Merasmus forcing everyone to do the Thriller dance. 

I joined one random server and went about killing people as normal, trying to take the hill and everything cause that's what the objective of the match is ultimately supposed to be. Meanwhile a bunch of people were screaming "don't kill each other," flinging insults and rage at people who were just trying to focus on the primary objective. They wanted to kill Merasmus and were trying to prepare for him during the downtime. After a while I joined another server, expecting the consensus to be "kill Merasmus when he spawns, kill each other when he leaves," and was repeatedly stabbed or shot in the back by players on the other team.

So after getting bitched-out on one server for killing people between Merasmus spawns (when you're supposed to be capturing the hill), I was griefed on another server for not killing people (when you're supposed to be fighting Merasmus).
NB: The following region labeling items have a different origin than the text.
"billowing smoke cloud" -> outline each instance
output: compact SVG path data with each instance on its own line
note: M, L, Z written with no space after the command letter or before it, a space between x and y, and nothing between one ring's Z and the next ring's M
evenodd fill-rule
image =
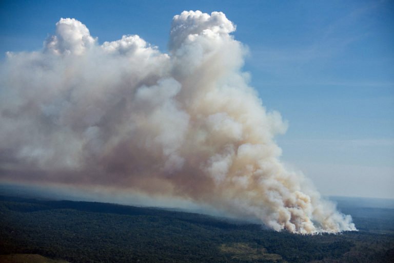
M221 12L173 19L168 54L138 35L97 43L62 18L1 68L1 179L112 187L208 204L275 230L355 230L280 162L286 129L241 70Z

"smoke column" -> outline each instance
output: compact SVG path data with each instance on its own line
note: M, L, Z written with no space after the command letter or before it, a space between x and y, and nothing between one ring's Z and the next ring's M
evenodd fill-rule
M277 231L355 230L280 161L286 124L248 85L235 29L223 13L184 11L166 54L136 35L100 45L62 18L42 50L8 52L0 179L184 198Z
There are no rules anywhere saying that you have to stop fighting each other when Merasmus appears, but it seems the vast majority of players want to kill him to experience the new event, and all it takes is a handful of griefers (intentional or not) to piss everyone off. 

The new Mann vs Machine mode, "Wave 666," is basically ordinary MVM except it's one giant wave of over 800 enemies. They give you $4000 at the start of the match to buy some initial upgrades and then you can return to the trader to buy more by collecting money drops. If the bomb gets deployed at any point in the match, you have to start all over again, from the beginning. If after killing 827 enemies, that last one delivers the bomb, you gotta fight all 828 again. 
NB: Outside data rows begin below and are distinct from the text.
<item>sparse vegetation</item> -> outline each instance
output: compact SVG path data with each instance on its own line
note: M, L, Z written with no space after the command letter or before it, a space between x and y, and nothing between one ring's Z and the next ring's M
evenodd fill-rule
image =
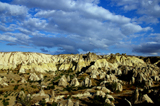
M2 103L3 103L3 106L8 106L9 105L8 99L3 99Z
M14 86L14 90L17 90L18 87L19 87L19 85L15 85L15 86Z

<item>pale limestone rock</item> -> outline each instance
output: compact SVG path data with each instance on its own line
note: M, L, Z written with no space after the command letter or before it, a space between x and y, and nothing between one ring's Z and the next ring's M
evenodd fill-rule
M147 94L143 95L142 100L146 101L147 103L154 103Z
M40 78L36 75L36 73L31 73L29 77L30 81L39 81Z
M57 102L57 100L64 98L64 95L58 95L55 97L54 101Z
M138 91L138 88L136 88L133 93L133 102L134 103L138 102L138 98L139 98L139 91Z
M103 91L97 91L95 95L101 96L103 98L106 96L106 94Z
M78 82L78 79L75 77L72 79L70 86L79 86L80 83Z
M109 95L109 94L106 95L106 98L107 99L112 99L113 101L115 100L114 97L112 95Z
M79 55L79 60L77 63L76 72L80 72L83 67L86 67L86 64L85 64L85 61L84 61L82 55Z
M82 86L85 87L91 87L92 86L92 81L91 79L89 79L88 77L86 77L83 81L82 81Z
M22 64L20 68L20 73L25 73L26 70L34 68L30 64L34 63L35 66L44 63L48 64L47 67L40 67L39 69L48 70L52 69L53 71L57 70L56 66L53 64L58 61L57 56L46 55L41 53L24 53L24 52L7 52L0 53L0 69L12 69L14 70L17 65ZM49 64L52 65L49 65ZM52 66L52 67L50 67ZM38 70L37 70L38 71Z
M66 79L65 75L63 75L63 76L61 77L61 79L59 80L58 86L63 86L63 87L66 87L66 86L67 86L67 79Z
M72 95L72 97L78 97L78 98L88 98L88 97L92 97L92 95L89 92L84 92L83 94L76 94L76 95Z
M127 100L126 98L124 100L128 103L127 106L132 106L132 104L131 104L131 102L129 100Z

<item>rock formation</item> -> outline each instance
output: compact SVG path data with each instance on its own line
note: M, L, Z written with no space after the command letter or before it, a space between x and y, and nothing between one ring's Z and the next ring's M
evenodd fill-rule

Zombie pyros in Mann vs Machine

There's a reason the difficulty for this event mode says "nightmare," because it pretty much is a nightmare difficulty. I joined one match in progress and found a dozen giant, crit-charged rocket soldiers camping two feet outside of the spawn point. For some reason no one was carrying the bomb, so fortunately time wasn't an issue because it took us like 10 minutes of leaving the spawn, getting one shot off, and promptly being destroyed. The other gimmick for Wave 666 is that the robots are now replaced with zombies, but it's kind of hard to tell the difference or to care while you're actually playing.

All-in-all, I'm not enjoying this Halloween event. Fighting Merasmus in the middle of a king of the hill match is a fun idea, but it proves more frustrating than anything -- it's basically impossible for a random pub match to come to any consensus of what to do, and it's way too easy for griefers to ruin everything. The Mann vs Machine mode isn't all that different, except that it's basically way too hard for random pub teams to succeed at. In other words, it's just too frustrating and difficult to get the full experience out of this event without having a large group of dedicated friends with whom to play.